En 1925, Julio Jiménez Rueda se quejó del afeminamiento de la literatura, pues había escritores, sobre todo poetas, que aceptaban públicamente su homosexualidad.

En los años 30 se instaló en la Cámara de Diputados un comité de salud cuyo objetivo era depurar al gobierno de contrarrevolucionarios. El 31 de octubre de 1934, un grupo de escritores, intelectuales y artistas muy importantes —José Rubén Romero, Mauricio Magdaleno, Rafael F. Muñoz, Mariano Silva y Aceves, Renato Leduc, Juan O’Gorman, Javier Icaza, Francisco Elio Urquizo, Humberto Tejero, Jesús Silva Herzog, Héctor Pérez Martínez y Julio Jiménez Rueda— solicitó al comité que, si en verdad se intentaba purificar la administración pública, debía hacerse extensiva la depuración a los individuos de moralidad dudosa que detentaban cargos oficiales, quienes, con sus actos afeminados, además de constituir un ejemplo punible, creaban una atmósfera de corrupción que llegaba al extremo de impedir el arraigo de las virtudes viriles en la juventud. Si se combatía la presencia de los reaccionarios en las oficinas públicas, también debía combatirse la del hermafrodita, incapaz de identificarse con los trabajadores de la reforma social.

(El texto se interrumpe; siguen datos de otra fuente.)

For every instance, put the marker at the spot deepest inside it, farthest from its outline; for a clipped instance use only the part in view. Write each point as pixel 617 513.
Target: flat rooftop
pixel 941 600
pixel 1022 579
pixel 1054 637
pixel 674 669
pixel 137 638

Ahora mismo, un amplísimo segmento de los mexicanos continúa siendo rabiosamente homofóbico. La encuesta sobre derechos humanos, discriminación y grupos vulnerables —que forma parte del proyecto Los mexicanos vistos por sí mismos: los grandes temas nacionales, coordinado por la doctora Julia Flores, del Instituto de Investigaciones Jurídicas de la UNAM— revela espeluznantemente esa homofobia.

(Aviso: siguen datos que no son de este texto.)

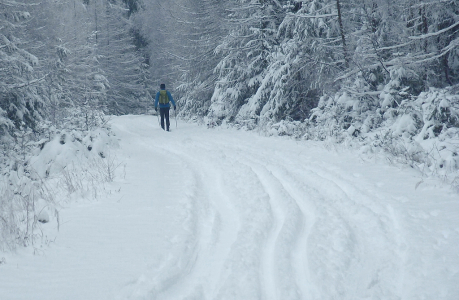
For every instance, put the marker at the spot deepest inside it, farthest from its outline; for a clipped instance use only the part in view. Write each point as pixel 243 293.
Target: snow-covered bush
pixel 421 131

La cuarta parte de la población estaría de acuerdo en que se penalizaran las muestras públicas de homosexualidad ¡como en regímenes fundamentalistas que se rigen por la sharía! Tres de cada 10 no tolerarían que su vástago manifestara que es homosexual, y cuatro de cada 10 que usara vestimenta del sexo opuesto o solicitara cambiar de sexo. Menos de tres de cada 10 están de acuerdo con el matrimonio entre personas del mismo sexo.